If language is no longer to be trusted, you can turn instead to the image. Hence Benjamin’s passion for Surrealism, for which revelation lies in the clash between one image and another. You can take in an image at a glance, but not a narrative. Time is giving way to space, the sequential to the simultaneous. Modernism is among other things a crisis of narration, as the world ceases to be story-shaped. History is no longer informed by the plot once known as progress. Progress and continuity are fictions of the ruling class. They are also the delusions of those socialists who believed that capitalism was doomed to collapse, and that fascism was its death throes.”

“Everyday language unfolds in a linear way, and the general view is that history does too. We think of the past as finished and the present as open-ended, but this is not Benjamin’s opinion. In his ‘Theses on the Philosophy of History’ it is the past that is incomplete, and the present that has a chance to bring it to fruition. What happens, happens, and does so irretrievably; but the meaning of such events is in the custodianship of the living, so that it is up to us to decide whether, say, a Neolithic child belonged to a species which ended up destroying itself. We can also ensure that those in the past who were defeated in their fight for justice and friendship did not die in vain – that in Benjamin’s phrase, the names of those anonymous men and women will be mentioned in dispatches on Judgment Day. The dead cannot literally be compensated for their suffering, but that suffering can be invested with new significance by our actions in the present. For the moment, then, the meaning of the past remains fluid, and our judgment on it must remain suspended.”

“Benjamin’s own dark political age is precisely such a moment of danger, one in which the continuity of history is violently ruptured; this opens up a space in which images of past struggles for emancipation can come flooding in. There is a trade-off between past and present: the present can rescue the past from oblivion, while the dead can be summoned to the aid of the living. Time can be looped on itself, as in Proust’s great narrative, to reveal a solidarity of the dispossessed across the centuries. It is the grandest narrative of all, though one that deflates the dream of inevitable progress for which most such tales are notorious. It is certain that the Messiah will come, but he will not arrive like the final note of a triumphal tune. On the contrary, he is the friend of all those who have been crushed and defeated in their day by such triumphalism, and his coming to power will be their victory too.
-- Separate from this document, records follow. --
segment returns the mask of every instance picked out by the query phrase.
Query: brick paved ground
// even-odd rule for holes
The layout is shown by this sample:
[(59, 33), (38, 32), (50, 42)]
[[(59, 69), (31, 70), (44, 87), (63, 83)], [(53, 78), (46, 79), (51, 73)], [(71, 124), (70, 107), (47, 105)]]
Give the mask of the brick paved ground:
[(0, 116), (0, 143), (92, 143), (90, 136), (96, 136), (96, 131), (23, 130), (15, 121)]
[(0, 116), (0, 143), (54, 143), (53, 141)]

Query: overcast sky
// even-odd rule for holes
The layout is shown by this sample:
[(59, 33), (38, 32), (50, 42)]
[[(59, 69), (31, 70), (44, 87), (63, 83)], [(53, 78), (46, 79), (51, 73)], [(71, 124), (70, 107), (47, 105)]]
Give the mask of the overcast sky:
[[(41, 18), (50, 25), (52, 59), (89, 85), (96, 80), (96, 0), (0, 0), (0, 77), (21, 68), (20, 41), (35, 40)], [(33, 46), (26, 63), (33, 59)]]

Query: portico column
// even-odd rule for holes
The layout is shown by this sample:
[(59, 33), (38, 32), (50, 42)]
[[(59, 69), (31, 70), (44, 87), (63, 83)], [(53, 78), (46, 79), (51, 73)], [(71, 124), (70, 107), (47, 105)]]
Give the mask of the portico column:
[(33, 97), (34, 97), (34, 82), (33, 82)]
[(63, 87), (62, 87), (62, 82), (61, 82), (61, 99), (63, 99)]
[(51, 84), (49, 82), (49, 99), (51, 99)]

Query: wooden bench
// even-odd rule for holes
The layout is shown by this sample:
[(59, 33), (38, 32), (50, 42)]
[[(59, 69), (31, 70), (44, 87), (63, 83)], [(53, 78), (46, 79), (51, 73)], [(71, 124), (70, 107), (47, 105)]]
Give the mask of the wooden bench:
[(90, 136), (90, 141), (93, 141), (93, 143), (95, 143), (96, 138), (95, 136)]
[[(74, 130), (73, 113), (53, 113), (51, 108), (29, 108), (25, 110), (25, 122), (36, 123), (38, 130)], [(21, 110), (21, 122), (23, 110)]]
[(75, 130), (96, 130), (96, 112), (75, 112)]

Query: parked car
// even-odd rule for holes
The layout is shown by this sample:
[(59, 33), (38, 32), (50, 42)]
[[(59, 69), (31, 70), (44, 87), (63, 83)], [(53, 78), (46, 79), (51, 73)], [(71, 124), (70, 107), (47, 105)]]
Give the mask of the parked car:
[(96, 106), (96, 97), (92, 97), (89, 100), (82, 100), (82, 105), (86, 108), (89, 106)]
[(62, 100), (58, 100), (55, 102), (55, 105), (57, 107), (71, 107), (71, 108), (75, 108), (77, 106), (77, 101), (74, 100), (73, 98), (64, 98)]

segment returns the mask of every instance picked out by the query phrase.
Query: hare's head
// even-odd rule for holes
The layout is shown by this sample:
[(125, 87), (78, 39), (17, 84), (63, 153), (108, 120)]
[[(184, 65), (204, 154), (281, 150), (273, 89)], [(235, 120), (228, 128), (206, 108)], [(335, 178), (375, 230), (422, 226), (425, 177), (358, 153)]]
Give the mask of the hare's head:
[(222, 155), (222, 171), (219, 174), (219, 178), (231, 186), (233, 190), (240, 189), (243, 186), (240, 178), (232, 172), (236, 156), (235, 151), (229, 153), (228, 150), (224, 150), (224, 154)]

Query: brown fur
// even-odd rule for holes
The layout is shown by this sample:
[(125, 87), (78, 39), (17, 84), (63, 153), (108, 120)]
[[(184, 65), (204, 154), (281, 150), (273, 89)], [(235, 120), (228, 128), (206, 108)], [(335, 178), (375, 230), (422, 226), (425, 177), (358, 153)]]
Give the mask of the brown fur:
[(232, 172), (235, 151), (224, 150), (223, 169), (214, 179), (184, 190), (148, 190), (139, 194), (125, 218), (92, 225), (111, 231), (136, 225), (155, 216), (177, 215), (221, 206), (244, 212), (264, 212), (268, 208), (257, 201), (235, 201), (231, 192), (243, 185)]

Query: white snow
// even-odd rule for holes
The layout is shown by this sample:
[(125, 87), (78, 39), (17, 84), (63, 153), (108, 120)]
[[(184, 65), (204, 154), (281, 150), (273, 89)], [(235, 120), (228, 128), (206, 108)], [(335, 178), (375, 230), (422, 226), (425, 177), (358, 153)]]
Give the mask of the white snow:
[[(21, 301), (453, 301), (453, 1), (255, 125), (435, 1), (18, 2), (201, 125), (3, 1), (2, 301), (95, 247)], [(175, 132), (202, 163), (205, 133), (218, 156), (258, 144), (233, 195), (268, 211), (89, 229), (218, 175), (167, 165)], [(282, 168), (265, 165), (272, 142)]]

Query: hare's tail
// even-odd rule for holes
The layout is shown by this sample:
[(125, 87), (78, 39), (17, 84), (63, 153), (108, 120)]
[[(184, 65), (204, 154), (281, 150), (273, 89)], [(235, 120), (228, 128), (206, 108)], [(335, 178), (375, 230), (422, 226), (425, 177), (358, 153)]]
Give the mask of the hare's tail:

Memory, for Benjamin as for Freud, can be an emancipating force, since those who wish to move forward must do so by turning back. In the hands of this most idiosyncratic of Marxists, even nostalgia can become a revolutionary concept. It is tradition that is subversive, not the act of abolishing it. What inspires men and women to revolt, Benjamin remarks, isn’t dreams of liberated grandchildren but memories of oppressed ancestors. His Angel of History turns his back on the future, and hence on all false utopias, gazing with horror at the mounting pile of rubble that is the past. It is not because history is valueless that the angel wants to end it; it is because much of its value springs from exploitation, and the latter weighs more heavily than the former. Hence Benjamin’s much quoted comment that every document of civilisation is also a record of barbarism.”

“The angel can’t move because his wings have become entangled in a storm, and Jameson seems uncertain about what this storm represents. Benjamin actually tells us: it is the myth of perpetual progress. What stops the angel from waking the dead here and now, calling time on history and ushering in redemption, is the assurance that history needs no such transformation, since it will carry us into a glorious future through its own momentum. It is the colossal complacency known as historical determinism that betrays the need for change.

Baudelaire writes of the modern as fleeting and contingent on the one hand, and eternal and immovable on the other. Modernism is caught up in the random and provisional, but it is homesick for a time when (so the rumour goes) the absolute and infinite existed. There is an absence at the centre of the modernist work of art where you might just catch a glimpse of truth and reality, firm foundations and stable identities, everything the modern age has supposedly swept away. Postmodernism, by contrast, is too young and brash for such nostalgia. There is no haunting absence in the world. What you see is what you get. Truth and reality are convenient fictions, and identity is invented on the hoof. Modernism should abandon its metaphysical hankerings. As the postmodern philosopher Richard Rorty was fond of remarking: don’t scratch where it doesn’t itch.”